Wie kommt ihr denn auf sowas ... 

Zitat Wiki:



> Einspielergebnis
> Nach seinem Start erreichte der Film unter anderem in den USA, in China, in Deutschland, in Russland, im Vereinigten Königreich, in Australien und in Südkorea Platz 1 der Kino-Charts. Den Produktionskosten in Höhe von rund 111 Millionen US-Dollar stehen weltweite Einnahmen von bislang 232,6 Millionen US-Dollar gegenüber[67], womit sich Alien: Covenant auf Platz 27 der erfolgreichsten Filme des Jahres 2017 befindet.[68] In Deutschland verzeichnet der Film bislang 597.364 Besucher (Stand 6. August 2017).



Ein Fehlschlag sieht für mich anders aus.


----------



## LOX-TT (12. Oktober 2017)

naja Platz 27 *in einem Jahr*, das noch fast 3 Monate dauert und auch noch einige Blockbuster anstehen (Star Wars 8) finde ich jetzt nicht so beeindruckend hoch.


----------



## Worrel (12. Oktober 2017)

> denn er plant, im Sequel das bekannte und beliebte Alien vielleicht gar nicht mehr auftauchen zu lassen


Also genau dasselbe, was er nach _Prometheus _gesagt hatte ... und wir wissen ja alle, wie das ausgegangen ist.


----------



## Solo-Joe (12. Oktober 2017)

Also ich fand Prometheus und Covenant sehr gut. Natürlich komplett verschieden im Vergleich zu den ursprünglichen Filmen. Für mich aber auf ihre Art und Weise besser.


----------



## Phone (12. Oktober 2017)

Eurynome schrieb:


> Das sind alles beide Evolutionsfilme und sollten auch gar nicht so aufs Alien abziehlen, nur mal so zur info ! Und logikfehler haben die Filme auch nicht, sie sind nur schwerer zu verstehen
> Und wer sagt das hier  eine Verbindung zu Alien 1979 geknüpft werden soll ? Ridley Scott weiß schon was er macht !!!!

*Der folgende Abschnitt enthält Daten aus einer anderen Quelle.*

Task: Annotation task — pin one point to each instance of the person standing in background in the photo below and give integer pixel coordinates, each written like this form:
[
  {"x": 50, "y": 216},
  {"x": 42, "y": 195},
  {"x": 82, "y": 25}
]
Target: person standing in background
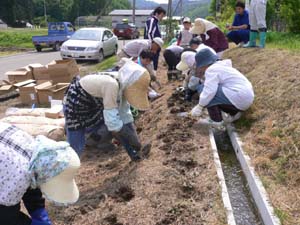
[
  {"x": 257, "y": 15},
  {"x": 152, "y": 30},
  {"x": 240, "y": 28},
  {"x": 185, "y": 36},
  {"x": 211, "y": 35}
]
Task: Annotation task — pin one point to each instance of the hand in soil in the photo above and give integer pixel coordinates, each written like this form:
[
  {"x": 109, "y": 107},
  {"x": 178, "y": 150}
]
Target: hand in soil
[{"x": 146, "y": 150}]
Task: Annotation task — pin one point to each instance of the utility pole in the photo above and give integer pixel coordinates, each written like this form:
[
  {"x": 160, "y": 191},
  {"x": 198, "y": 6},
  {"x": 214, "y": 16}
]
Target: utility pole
[
  {"x": 170, "y": 19},
  {"x": 218, "y": 9},
  {"x": 133, "y": 11},
  {"x": 45, "y": 12},
  {"x": 247, "y": 4},
  {"x": 181, "y": 6}
]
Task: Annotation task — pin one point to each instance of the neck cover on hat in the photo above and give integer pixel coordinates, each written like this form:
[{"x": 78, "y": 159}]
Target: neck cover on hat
[{"x": 49, "y": 159}]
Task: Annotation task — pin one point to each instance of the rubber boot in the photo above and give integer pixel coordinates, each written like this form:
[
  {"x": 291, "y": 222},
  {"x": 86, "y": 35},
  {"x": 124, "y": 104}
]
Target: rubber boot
[
  {"x": 188, "y": 95},
  {"x": 40, "y": 217},
  {"x": 252, "y": 40},
  {"x": 262, "y": 39}
]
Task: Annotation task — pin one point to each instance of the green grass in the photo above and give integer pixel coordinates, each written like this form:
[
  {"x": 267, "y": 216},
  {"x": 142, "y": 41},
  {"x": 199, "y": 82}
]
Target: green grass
[
  {"x": 281, "y": 215},
  {"x": 19, "y": 38},
  {"x": 7, "y": 53},
  {"x": 282, "y": 40},
  {"x": 287, "y": 41},
  {"x": 106, "y": 64}
]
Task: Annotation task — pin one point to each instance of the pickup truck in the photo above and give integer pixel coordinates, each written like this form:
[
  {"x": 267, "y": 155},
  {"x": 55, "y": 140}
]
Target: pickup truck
[{"x": 58, "y": 33}]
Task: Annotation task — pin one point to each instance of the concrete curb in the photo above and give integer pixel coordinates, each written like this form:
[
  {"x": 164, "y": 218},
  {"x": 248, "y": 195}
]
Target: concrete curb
[
  {"x": 225, "y": 195},
  {"x": 257, "y": 190}
]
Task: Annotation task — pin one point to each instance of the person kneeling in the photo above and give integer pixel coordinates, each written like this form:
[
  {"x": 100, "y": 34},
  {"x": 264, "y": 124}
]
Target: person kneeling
[
  {"x": 30, "y": 167},
  {"x": 224, "y": 89}
]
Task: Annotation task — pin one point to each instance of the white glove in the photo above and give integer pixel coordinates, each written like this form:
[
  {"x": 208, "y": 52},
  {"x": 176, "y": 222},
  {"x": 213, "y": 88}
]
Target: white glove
[{"x": 197, "y": 110}]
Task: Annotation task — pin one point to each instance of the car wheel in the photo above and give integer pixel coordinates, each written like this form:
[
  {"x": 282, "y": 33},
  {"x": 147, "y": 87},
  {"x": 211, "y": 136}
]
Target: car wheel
[
  {"x": 38, "y": 48},
  {"x": 101, "y": 56},
  {"x": 56, "y": 46}
]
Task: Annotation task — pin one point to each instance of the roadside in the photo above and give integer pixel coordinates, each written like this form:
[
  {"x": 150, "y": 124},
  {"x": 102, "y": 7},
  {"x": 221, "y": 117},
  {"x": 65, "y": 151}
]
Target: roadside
[
  {"x": 176, "y": 185},
  {"x": 270, "y": 129}
]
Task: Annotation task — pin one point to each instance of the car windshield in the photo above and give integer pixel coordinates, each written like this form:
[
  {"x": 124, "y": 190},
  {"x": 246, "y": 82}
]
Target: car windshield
[
  {"x": 122, "y": 26},
  {"x": 93, "y": 35}
]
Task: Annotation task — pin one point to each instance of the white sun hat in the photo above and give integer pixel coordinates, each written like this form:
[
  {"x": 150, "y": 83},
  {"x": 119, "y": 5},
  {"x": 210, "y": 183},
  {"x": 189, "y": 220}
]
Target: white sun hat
[
  {"x": 53, "y": 167},
  {"x": 135, "y": 81},
  {"x": 201, "y": 26},
  {"x": 158, "y": 41},
  {"x": 187, "y": 61}
]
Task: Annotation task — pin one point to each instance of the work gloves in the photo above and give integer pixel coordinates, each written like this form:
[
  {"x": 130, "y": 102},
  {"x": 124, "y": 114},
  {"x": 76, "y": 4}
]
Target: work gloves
[
  {"x": 129, "y": 139},
  {"x": 40, "y": 217},
  {"x": 197, "y": 111}
]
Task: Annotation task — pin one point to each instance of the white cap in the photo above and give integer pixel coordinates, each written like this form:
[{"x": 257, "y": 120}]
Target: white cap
[
  {"x": 186, "y": 20},
  {"x": 158, "y": 41},
  {"x": 187, "y": 61}
]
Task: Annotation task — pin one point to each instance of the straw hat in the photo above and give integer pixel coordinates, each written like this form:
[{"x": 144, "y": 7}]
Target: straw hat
[
  {"x": 62, "y": 188},
  {"x": 187, "y": 61},
  {"x": 137, "y": 93},
  {"x": 205, "y": 57},
  {"x": 198, "y": 27}
]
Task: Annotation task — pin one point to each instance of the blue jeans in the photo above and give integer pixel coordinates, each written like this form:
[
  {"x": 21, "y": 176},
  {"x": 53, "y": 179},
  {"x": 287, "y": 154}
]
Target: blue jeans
[
  {"x": 76, "y": 138},
  {"x": 239, "y": 36},
  {"x": 218, "y": 104}
]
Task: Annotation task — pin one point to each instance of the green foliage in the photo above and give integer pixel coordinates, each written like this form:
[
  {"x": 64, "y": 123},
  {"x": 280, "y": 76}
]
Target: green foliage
[
  {"x": 57, "y": 10},
  {"x": 106, "y": 64},
  {"x": 19, "y": 37},
  {"x": 285, "y": 12}
]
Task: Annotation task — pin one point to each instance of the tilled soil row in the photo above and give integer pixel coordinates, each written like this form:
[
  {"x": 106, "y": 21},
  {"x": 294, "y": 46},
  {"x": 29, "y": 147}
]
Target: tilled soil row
[{"x": 177, "y": 184}]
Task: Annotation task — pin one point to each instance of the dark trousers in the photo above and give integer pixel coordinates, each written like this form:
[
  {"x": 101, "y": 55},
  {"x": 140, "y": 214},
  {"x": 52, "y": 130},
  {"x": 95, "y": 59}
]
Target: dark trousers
[
  {"x": 239, "y": 36},
  {"x": 171, "y": 59},
  {"x": 155, "y": 60},
  {"x": 11, "y": 215},
  {"x": 215, "y": 111}
]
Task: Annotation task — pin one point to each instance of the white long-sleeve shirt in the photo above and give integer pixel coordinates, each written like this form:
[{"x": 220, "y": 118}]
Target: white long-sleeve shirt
[
  {"x": 134, "y": 48},
  {"x": 236, "y": 87}
]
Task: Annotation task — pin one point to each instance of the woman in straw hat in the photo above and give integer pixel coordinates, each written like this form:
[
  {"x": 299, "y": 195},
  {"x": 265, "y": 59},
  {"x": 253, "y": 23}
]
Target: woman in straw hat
[
  {"x": 211, "y": 35},
  {"x": 224, "y": 89},
  {"x": 30, "y": 167},
  {"x": 187, "y": 64},
  {"x": 99, "y": 104}
]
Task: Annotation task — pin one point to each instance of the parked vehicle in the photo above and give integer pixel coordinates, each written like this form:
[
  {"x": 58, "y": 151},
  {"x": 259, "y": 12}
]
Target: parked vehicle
[
  {"x": 58, "y": 33},
  {"x": 90, "y": 44},
  {"x": 126, "y": 30}
]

AAhh man kann es sich auch schön reden xD

Z.B....Wie hat ein Androide auf einem fremden Planeten, quasi in einer Höhle ohne Labor ein EI gezüchtet?...Wenn du mir das verraten kannst dann sind wir auch der Frage was war zu erst da -> Huhn oder Ei<- ein Stück näher!

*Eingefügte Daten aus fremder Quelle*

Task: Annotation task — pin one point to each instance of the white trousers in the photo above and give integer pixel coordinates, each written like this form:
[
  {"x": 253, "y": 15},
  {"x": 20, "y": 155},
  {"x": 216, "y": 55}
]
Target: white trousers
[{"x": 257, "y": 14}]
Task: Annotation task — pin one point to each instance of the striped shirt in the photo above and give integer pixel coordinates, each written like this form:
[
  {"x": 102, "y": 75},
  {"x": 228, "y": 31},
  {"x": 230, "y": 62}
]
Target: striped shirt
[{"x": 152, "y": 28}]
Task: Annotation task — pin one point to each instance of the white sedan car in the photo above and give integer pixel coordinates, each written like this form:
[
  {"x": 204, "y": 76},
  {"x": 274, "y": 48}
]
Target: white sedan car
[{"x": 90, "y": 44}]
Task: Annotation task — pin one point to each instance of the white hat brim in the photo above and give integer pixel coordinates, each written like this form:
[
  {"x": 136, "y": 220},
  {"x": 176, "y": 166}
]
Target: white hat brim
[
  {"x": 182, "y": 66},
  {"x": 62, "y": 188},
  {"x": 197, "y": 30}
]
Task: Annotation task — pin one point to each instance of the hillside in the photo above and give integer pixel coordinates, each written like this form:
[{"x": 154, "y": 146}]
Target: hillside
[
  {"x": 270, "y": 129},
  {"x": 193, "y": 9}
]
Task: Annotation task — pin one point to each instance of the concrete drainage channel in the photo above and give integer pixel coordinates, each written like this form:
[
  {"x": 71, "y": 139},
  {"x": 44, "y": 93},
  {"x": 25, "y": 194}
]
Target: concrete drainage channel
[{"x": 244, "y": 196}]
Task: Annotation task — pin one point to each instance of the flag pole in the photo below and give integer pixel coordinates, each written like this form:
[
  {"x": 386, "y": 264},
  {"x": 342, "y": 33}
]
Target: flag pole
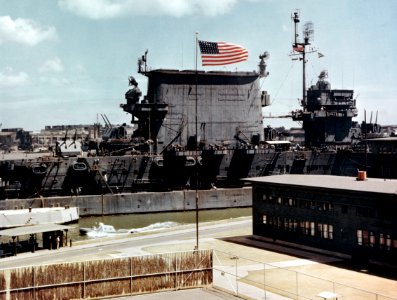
[{"x": 197, "y": 210}]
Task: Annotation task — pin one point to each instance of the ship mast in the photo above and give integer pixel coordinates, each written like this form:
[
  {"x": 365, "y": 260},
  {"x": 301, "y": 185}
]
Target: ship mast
[{"x": 299, "y": 48}]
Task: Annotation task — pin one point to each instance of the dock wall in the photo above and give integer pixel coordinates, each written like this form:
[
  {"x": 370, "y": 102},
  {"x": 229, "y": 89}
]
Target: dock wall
[{"x": 145, "y": 202}]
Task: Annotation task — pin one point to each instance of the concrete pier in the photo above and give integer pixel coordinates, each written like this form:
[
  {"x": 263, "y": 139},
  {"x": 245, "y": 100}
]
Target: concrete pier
[{"x": 145, "y": 202}]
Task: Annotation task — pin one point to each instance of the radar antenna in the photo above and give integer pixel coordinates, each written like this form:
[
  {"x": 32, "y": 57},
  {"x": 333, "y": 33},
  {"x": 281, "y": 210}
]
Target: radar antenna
[
  {"x": 142, "y": 63},
  {"x": 299, "y": 48},
  {"x": 262, "y": 64}
]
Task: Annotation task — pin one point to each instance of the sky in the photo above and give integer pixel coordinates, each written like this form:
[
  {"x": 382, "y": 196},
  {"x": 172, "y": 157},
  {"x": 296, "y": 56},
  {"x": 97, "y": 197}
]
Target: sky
[{"x": 68, "y": 61}]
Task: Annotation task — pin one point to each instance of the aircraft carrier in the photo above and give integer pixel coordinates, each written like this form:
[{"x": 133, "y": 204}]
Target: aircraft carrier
[{"x": 203, "y": 130}]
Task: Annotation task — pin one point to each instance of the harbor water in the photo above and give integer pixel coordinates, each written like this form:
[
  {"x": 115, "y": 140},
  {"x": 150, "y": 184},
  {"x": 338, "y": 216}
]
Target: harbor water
[{"x": 130, "y": 223}]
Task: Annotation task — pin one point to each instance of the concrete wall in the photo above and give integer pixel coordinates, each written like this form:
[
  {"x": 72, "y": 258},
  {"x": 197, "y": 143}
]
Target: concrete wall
[{"x": 146, "y": 202}]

Warum dauert es nur ein paar Minuten bis es aus dem Körper platzt? Abgesehen davon das es SCI-FI ist die Wachstumsrate doch ein wenig "hoch" gegriffen 
Er wollte ja das Perfekte Wesen schaffen und meinte das es seine Schöpfung ist, daher gehe ich davon aus, das im Ei quasi der Facehugger ist den man auch aus Alien kennt aber dort dauert es Stunden / knapp nen Tag bis das Alien aus der Brust kommt.

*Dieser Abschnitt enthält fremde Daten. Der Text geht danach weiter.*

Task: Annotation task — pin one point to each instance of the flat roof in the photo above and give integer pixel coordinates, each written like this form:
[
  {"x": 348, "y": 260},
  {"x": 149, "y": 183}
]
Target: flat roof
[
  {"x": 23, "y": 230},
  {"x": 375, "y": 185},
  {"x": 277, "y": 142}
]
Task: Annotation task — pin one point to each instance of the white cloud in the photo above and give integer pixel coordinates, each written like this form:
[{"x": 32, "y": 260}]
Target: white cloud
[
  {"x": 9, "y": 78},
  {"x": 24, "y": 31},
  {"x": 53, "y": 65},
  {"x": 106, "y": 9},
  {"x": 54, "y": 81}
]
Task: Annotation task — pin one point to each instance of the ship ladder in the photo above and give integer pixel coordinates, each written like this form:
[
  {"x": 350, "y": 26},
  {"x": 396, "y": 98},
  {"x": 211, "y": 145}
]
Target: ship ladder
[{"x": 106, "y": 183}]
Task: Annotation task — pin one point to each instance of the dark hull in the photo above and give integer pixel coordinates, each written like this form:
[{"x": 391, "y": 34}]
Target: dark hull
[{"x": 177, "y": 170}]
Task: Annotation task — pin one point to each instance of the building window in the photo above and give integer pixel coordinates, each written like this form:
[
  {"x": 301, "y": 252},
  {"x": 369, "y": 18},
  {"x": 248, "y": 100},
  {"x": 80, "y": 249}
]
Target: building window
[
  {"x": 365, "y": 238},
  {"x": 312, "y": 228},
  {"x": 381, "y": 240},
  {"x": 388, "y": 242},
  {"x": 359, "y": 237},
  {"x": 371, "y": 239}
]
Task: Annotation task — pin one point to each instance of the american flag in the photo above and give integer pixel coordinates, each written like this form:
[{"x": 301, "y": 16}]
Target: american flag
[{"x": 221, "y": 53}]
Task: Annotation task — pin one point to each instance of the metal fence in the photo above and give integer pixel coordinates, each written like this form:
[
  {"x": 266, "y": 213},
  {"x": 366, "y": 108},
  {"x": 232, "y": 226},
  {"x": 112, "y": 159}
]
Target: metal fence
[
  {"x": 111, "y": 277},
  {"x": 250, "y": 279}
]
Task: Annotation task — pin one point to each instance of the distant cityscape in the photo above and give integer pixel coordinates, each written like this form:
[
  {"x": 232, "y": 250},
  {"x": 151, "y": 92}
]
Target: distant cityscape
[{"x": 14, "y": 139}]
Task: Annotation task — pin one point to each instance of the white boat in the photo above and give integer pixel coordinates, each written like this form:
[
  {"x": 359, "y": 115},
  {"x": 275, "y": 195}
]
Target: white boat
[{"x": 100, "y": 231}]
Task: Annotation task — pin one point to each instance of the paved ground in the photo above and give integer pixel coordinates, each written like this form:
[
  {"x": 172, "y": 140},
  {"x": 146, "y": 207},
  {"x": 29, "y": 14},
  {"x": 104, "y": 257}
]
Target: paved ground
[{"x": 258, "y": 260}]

Ein TOP ausgebildetes Team, wahrscheinlich die besten der besten der besten (SIR), landen auf einen fremden Planeten, 
kaum geht etwas schief drehen alle völlig am Rad.
Über Funk gibt es keine klaren Ansagen, das ganze verhalten ist sowas von Kindergarten. Es macht schlicht keinen Sinn!
Das könnte man noch Seitenweise so weiter machen.

Wenn man sich die Filme anschaut und dann sagt "NEIN das hat auf keinen Fall etwas mit dem original Alien zutun" dem is auch nicht mehr zu helfen...
Es sollte ja von Anfang an eine Verknüpfung sein dann ist er abgekommen vom Grundgedanken dann wollte er auf die Space Jockeys eingehen  dann wieder was anderes.

Ich habe alle die Filme im Kino gesehen und vor allem bei Covenant ging ich raus und dachte mir " was ist das für nen scheiß?!)
Bilder Top  / Sound  TOP / Story der letzte Mist


----------



## SGDrDeath (12. Oktober 2017)

Zapfenbaer schrieb:


> Wie kommt ihr denn auf sowas ...
> 
> Zitat Wiki:
> 
> ...


Ganz einfach, weil in den Produktionskosten noch das Marketing fehlt und das macht heutzutage auch gerne mal 100 Millionen aus und schon sieht das ganze nicht mehr so rosig aus.


----------



## sniperisa (12. Oktober 2017)

Phone schrieb:


> AAhh man kann es sich auch schön reden xD
> 
> Z.B....Wie hat ein Androide auf einem fremden Planeten, quasi in einer Höhle ohne Labor ein EI gezüchtet?...Wenn du mir das verraten kannst dann sind wir auch der Frage was war zu erst da -> Huhn oder Ei<- ein Stück näher!
> 
> ...



Und am Schlimmsten war das Ende:

Ab hier SPOILERALARM....

2 Androiden, die gleich aussehen gehen rein. Einer ist böse, der andere gut.
1 Android kommt wieder raus.
Crew vertraut ihm Blind sein Leben an.
Keiner kommt auf die Idee irgendwie nachzuprüfen, ob es wirklich der gute ist...
Mir war sofort klar, dass es nur der Böse sein kann...


----------



## Honigpumpe (12. Oktober 2017)

sniperisa schrieb:


> Und am Schlimmsten war das Ende:
> 
> Ab hier SPOILERALARM....
> 
> ...



Dabei kommt sogar noch hinzu, daß Walter eine Hand einbüßt. Wie hat übrigens Elisabeth Shaw den guten Walter wieder zusammengeflickt? Walter war ja zum Ende von "Prometheus" hin nicht mehr in Bestform ...

Ach naja, motzen kann man immer. Ich finde inzwischen "Prometheus" ganz akzeptabel und "Covenant" sogar richtig gut.

Und ich werde mir auch den fünften "Indiana Jones" angucken, damit das mal klar ist!

EDIT: Ich glaub, ich hab Walter und David verwechselt. Die sehen sich ja auch ziemlich ähnlich.


----------



## sauerlandboy79 (12. Oktober 2017)

Honigpumpe schrieb:


> Und ich werde mir auch den fünften "Indiana Jones" angucken, damit das mal klar ist!


Fünften?! Es gibt doch nur drei.  


Gesendet von meinem 6070K mit Tapatalk


----------



## Wut-Gamer (12. Oktober 2017)

Wenn Ridley Scott einen Film über KI machen will, soll er das doch einfach tun. Muss ja nicht "Alien" heißen.


----------



## Phobinator (12. Oktober 2017)

sauerlandboy79 schrieb:


> Fünften?! Es gibt doch nur drei.
> 
> 
> Gesendet von meinem 6070K mit Tapatalk



Ne, sind schon 4^^
...und wenn noch einer gedreht werden würde, (den sich der Kollege dann anschaut), wäre das der 5te


----------